Here is my home made jig.

I picked up a 10 ft stick of electrical chanel at Home depot for 10 bucks. It is located in the electrical department.  They also have the washer that goes inside the chanel for $3 bucks for 4.  I used a 8 ft 1 x 6 for the base, 1 inch square tubing I had laying around for the arms.  The post are 3/8 steel rods.  Total price less than 20 bucks.  I had it done and was making strings in less than an hour.


----------



## Arrow Flinger

The washers are threaded so I welded in a 3/8 bolt.  That and welding in the rods was all the welding that was requried


----------



## devolve

anyone got a link to a string making tutorial?


----------



## returntoarchery

That's a simple but very effective looking one Arrow Flinger.


----------



## returntoarchery

devolve said:


> anyone got a link to a string making tutorial?



yeah I found a good one today in pdf form.
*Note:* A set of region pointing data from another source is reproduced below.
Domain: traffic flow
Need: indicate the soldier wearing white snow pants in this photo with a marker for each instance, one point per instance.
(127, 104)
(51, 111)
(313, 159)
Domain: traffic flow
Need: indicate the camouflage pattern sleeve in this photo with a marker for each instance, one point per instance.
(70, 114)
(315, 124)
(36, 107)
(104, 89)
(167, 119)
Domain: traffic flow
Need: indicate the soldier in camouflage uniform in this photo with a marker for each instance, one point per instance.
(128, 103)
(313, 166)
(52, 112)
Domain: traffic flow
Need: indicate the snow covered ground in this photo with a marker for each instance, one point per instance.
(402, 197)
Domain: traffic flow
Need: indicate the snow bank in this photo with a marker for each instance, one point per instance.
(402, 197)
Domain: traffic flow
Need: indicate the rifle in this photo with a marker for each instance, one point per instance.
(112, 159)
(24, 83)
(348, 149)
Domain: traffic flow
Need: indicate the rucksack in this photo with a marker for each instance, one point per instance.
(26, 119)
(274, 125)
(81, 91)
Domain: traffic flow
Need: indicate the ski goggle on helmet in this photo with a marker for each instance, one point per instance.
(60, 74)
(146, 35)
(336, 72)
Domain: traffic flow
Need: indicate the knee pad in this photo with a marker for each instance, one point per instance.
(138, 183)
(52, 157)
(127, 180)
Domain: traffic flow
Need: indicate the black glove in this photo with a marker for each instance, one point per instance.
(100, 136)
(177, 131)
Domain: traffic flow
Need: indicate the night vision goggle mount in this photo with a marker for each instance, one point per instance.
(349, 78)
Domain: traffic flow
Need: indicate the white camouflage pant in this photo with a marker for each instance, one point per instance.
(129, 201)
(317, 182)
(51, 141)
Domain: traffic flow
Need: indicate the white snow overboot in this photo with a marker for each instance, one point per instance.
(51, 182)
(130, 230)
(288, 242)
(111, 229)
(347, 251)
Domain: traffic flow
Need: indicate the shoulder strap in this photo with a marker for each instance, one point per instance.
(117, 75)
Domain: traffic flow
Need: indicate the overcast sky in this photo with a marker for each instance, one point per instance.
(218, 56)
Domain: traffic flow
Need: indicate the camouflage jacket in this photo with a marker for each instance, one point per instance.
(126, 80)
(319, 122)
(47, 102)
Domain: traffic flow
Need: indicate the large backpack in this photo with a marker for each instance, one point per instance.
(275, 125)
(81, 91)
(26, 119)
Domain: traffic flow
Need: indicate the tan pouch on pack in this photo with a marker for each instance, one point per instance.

But it's on my work computer. I'll post it tomarra.

but in the mean time where a text based one.

http://margo.student.utwente.nl/sagi/artikel/usenet/string.html

here's another link with multiple pages

http://www.ssrsi.org/sr1/Weapon/archery.htm#Bowstrings


----------



## returntoarchery

here you go devolve. It's for training bows so some of it won't be for us that use REAL bows.

http://www.google.com/url?sa=t&ct=r...gs.pdf&usg=AFQjCNE9dNfyh99kA88-ADfzpa02g4x4rA

the pdf is too large for me to attach it.


----------



## bowhntr

I made a string jig 10 yrs ago ,it is for the Damascus twist and it worked very good. My buddy I think copied the video and tutorial . It was a tape so copy was not great . We made stings for at least 10 different bows and they lasted longer than the store bought ones .


----------